[ClusterLabs] Antw: Re: VirtualDomain started in two hosts

Wed Jan 18 10:51:04 EST 2017

On 01/18/2017 03:49 AM, Ferenc Wágner wrote:
> Ken Gaillot <kgaillot at redhat.com> writes:
> 
>> * When you move the VM, the cluster detects that it is not running on
>> the node you told it to keep it running on. Because there is no
>> "Stopped" monitor, the cluster doesn't immediately realize that a new
>> rogue instance is running on another node. So, the cluster thinks the VM
>> crashed on the original node, and recovers it by starting it again.
> 
> Ken, do you mean that if a periodic "stopped" monitor is configured, it
> is forced to run immediately (out of schedule) when the regular periodic
> monitor unexpectedly returns with stopped status?  That is, before the
> cluster takes the recovery action?  Conceptually, that would be similar
> to the probe run on node startup.  If not, then maybe it would be a
> useful resource option to have (I mean running cluster-wide probes on an
> unexpected monitor failure, before recovery).  An optional safety check.

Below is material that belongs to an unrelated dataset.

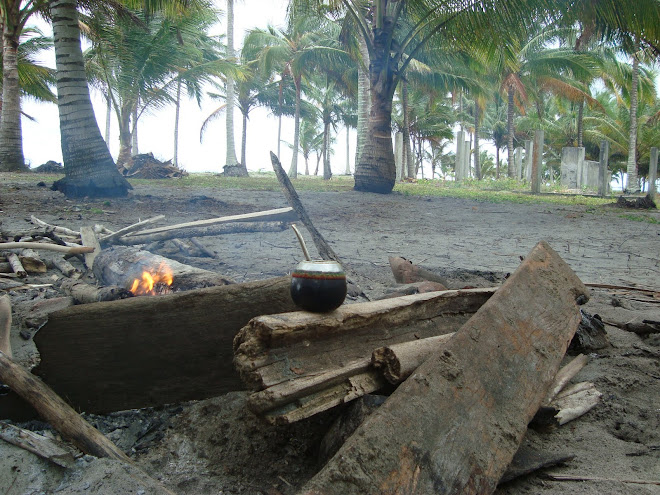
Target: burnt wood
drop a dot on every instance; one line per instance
(148, 351)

No, there is nothing like that currently. The regular and "Stopped"
monitors run independently. Because they must have different intervals,
that does mean that the two sides of the issue may be detected at
different times.

It is an interesting idea to have an option to reprobe on operation
failure. I think it may be overkill; the only failure situation it would
be good for is one like this, where a resource was moved out of cluster
control. The vast majority of failure scenarios wouldn't be helped. If
that sort of thing happens a lot in your cluster, you really need to
figure out how to stop doing that. :)